Our study has limitations. Firstly, the majority of lung cancer patients we studied in the study were in advanced stages, limiting the validation of eNose performance in early-stage lung cancer. Though the case number is limited, we have corrected identified two early stage lung cancer in our test cohort. Another limitation concerns transfer learning, which still necessitates some samples from the test cohort, potentially leading to inconvenience. While using data augmentation without fine-tuning yielded satisfactory results, fine-tuning can be viewed as a means to further optimize these results. Also, the study was confined to a Taiwanese population and the generalizability of the findings to other ethnicities remains uncertain. Finally, the reduced performance of eNose among elderly individuals and smokers also necessitates further investigation and strategies for improvement.

Conclusion

In conclusion, our study has shown that cross-site validation of the electronic nose for diagnosing lung cancer is attainable.
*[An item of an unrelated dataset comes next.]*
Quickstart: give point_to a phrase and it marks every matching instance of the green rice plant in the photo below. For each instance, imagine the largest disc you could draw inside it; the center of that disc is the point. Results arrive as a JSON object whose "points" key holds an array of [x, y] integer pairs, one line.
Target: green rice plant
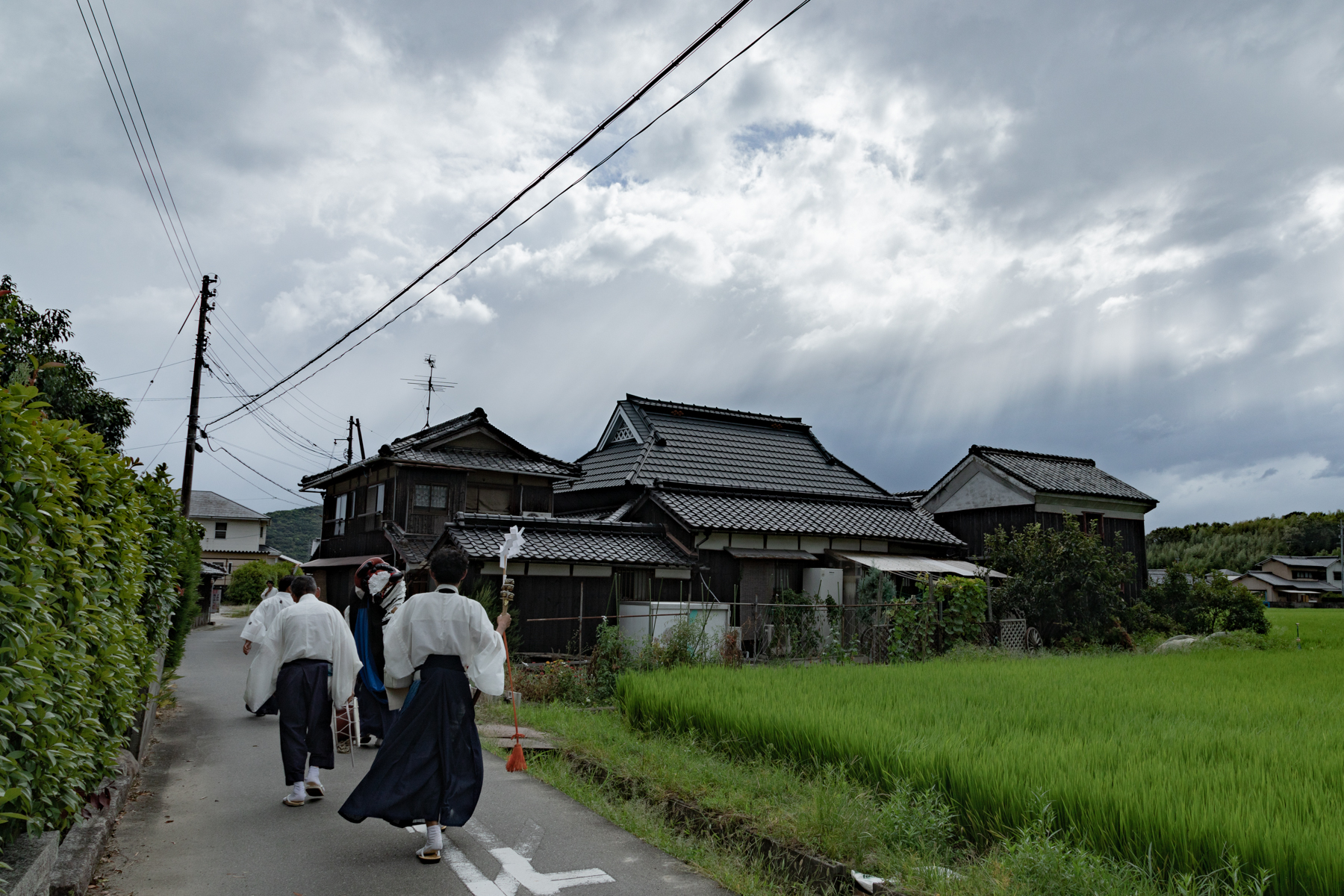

Data augmentation and fine-tuning have demonstrated to be crucial methods for improving the performance when applying the eNose across different sites. Consequently, the electronic nose holds promise as a valuable tool for accurately identifying lung cancer patients in clinical practice. Future researches were warranted to further assess the generalization of eNose, minimize influence of confounding factors and validate eNose in early-stage lung cancer, diverse populations as well as high-risk groups.